许厚德道:“是这样没错,天家无父子,这么一想,睿王殿下还挺可怜的。”
“流落在外多年,刚认祖归宗就被兄弟陷害。”
许诗桐十分不赞同,爹你一个四品小侍郎,去同情一人之上万人之下的皇子,您认为合适么?
好男人许思明道:“尤其不是一奶同胞,这样更甚。我以后就学习爹,只守着清儿一个人,避免后院的纷争。”

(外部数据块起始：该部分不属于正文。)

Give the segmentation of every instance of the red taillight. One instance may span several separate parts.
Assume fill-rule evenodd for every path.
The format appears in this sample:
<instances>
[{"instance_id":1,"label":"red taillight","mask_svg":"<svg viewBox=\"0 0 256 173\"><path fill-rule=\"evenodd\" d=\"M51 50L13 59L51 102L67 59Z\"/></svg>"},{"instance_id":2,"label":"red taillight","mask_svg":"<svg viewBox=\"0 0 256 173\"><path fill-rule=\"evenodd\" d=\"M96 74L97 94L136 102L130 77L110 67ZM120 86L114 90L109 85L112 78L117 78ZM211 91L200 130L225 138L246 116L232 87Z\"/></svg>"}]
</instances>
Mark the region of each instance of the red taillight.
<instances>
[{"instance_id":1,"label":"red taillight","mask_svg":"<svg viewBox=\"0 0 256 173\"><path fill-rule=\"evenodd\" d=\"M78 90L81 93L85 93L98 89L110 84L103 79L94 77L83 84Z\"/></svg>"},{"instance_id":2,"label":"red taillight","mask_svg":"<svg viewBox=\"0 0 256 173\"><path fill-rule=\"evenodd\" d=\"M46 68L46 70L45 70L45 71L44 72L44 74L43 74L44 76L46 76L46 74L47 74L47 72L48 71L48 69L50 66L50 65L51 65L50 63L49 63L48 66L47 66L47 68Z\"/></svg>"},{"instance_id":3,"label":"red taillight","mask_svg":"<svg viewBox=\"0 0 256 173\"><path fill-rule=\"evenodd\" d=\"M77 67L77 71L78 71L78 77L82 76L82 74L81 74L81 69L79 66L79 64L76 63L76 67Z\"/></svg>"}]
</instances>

窦清听的满怀欣慰,目光温柔的看向许思明,俩人旁若无人对视起来。
莫名被喂了一嘴狗粮的许家众人……
恰在此时,春草风一样跑了进来,“姑娘,清风来了,说是请您过去给王爷做顿饭。”
许诗桐不干,“这都过了当值的点了,他叫我我就去啊?凭啥?我不去!”
其实这时代是没有下班一说的,但是不妨碍许诗桐自己心里有。
即便是去王府做管事官,天黑之前她也是要回家的。
上班不加班是她这一世的原则。
许厚德今日却是异常大方,劝道:“囡囡,急人之所急,需人之所需。睿王殿下今日经历良多,定是没什么胃口。你不如去一趟,雪中送炭,也好早日化解了你们之间的仇怨。”
早日化解了仇怨,他家囡囡就能天天留在家了。
他也不必吃一天盛宴,嚼一天蜡!
许诗桐还是不乐意,“睿王殿下才不会那么好哄。就说他大晚上的吃那么多干嘛,快让他洗洗睡吧。”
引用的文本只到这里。